Beware of the scourge of reunionitis Employees spend 37 of

  • News
  • Published on
    Updated


    Reading 2 min.

    Meetings punctuate our professional schedules. But managers and employees complain about spending too much time on these interviews, which take place both remotely and in person. However, an American survey shows that we spend less time in meetings than a few years ago.

    The numbers speak for themselves. Office workers spend an average of 14.8 hours per week in meetings, according to a report from the company Reclaim.ai carried out with 1,300 active people. This represents a decrease of 31.2% compared to the 21.5 hours of weekly meetings recorded in 2021.

    This reduction in time spent in meetings may seem surprising as employees complain of being constantly taken up by “conf calls”, “briefings” and other “meetings”. A term has even been invented to denounce this overdose of corporate meetings: reunionitis.

    If we are to believe the specialists at Reclaim.ai, reunionitis reached its peak during the Covid crisis. Managers used and abused videoconferencing to keep everyone connected and engaged, to the great dismay of their colleagues who emerged exhausted from this series of online meetings. “Although teleworking is still very widespread, we have moved to a more hybrid form of work where teams oscillate between face-to-face and remote work, but they exchange much more spontaneously, face-to-face, than in 2021“, we can read in the Reclaim.ai report.

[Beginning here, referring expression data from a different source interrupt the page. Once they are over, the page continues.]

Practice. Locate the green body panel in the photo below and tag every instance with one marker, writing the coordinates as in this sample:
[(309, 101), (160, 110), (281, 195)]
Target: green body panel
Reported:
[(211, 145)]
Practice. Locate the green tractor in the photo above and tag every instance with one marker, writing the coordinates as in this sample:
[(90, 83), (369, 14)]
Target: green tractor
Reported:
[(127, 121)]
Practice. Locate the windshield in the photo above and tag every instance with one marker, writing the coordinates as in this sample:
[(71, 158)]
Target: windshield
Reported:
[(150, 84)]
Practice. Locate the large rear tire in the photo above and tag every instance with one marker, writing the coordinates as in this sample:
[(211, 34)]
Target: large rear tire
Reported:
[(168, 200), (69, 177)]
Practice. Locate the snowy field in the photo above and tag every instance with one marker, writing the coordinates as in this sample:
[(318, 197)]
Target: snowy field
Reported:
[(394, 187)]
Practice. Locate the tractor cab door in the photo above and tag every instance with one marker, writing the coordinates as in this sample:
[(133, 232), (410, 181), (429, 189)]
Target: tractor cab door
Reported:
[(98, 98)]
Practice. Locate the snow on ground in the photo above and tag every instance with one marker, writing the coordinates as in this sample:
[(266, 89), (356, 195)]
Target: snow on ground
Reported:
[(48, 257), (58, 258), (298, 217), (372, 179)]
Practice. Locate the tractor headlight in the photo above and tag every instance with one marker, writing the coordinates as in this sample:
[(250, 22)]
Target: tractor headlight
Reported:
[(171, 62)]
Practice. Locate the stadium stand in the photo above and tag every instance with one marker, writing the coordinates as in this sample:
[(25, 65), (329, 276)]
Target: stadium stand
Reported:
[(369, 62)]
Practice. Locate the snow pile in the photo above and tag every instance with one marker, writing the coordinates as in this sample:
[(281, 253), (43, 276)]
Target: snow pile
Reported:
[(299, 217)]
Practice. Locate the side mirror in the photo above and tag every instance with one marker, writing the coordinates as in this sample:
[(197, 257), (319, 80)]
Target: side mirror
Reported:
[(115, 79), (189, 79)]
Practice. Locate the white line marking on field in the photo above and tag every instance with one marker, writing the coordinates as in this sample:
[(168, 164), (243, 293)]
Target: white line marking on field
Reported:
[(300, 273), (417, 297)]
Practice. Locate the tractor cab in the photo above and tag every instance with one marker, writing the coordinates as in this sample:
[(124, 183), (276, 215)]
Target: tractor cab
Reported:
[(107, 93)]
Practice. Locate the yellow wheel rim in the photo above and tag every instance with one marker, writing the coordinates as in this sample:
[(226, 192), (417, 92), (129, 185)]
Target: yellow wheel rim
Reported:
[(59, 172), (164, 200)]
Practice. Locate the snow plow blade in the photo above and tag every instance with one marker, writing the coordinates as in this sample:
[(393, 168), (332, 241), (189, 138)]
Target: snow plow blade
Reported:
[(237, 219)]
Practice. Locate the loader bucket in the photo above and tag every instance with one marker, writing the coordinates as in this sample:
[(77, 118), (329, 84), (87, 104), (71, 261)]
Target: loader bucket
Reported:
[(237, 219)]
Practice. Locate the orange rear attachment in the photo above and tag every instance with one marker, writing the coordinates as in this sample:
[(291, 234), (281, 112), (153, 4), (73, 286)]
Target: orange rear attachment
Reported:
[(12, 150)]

    Although workers spend fewer hours in meetings than a few years ago, they continue to attend a large number of professional interviews. They spend 37% of their time chatting with their colleagues in search of new ideas, or (more or less) discreetly checking their phone, hoping that no one will take them to task. This represents 17.1 meetings per week, all professional categories combined.

    Surprisingly, meetings have been getting longer since 2021. Back then, they lasted an average of 50.6 minutes. We are now around 52 minutes. However, not all of us have such a long attention span. We should therefore review, in advance, the organization of conferences between colleagues to make them shorter and, by extension, productive.

    This need is all the more pressing as every meeting has a cost. Reclaim.ai estimates that the time each employee spends meeting with colleagues costs their employer $29,129 (around 27,155 euros), per person. Enough to push companies like Shopify to develop tools measuring the financial cost of a work meeting. The objective being to optimize costs, and not to purely and simply abolish these times of exchange which remain structuring in office life.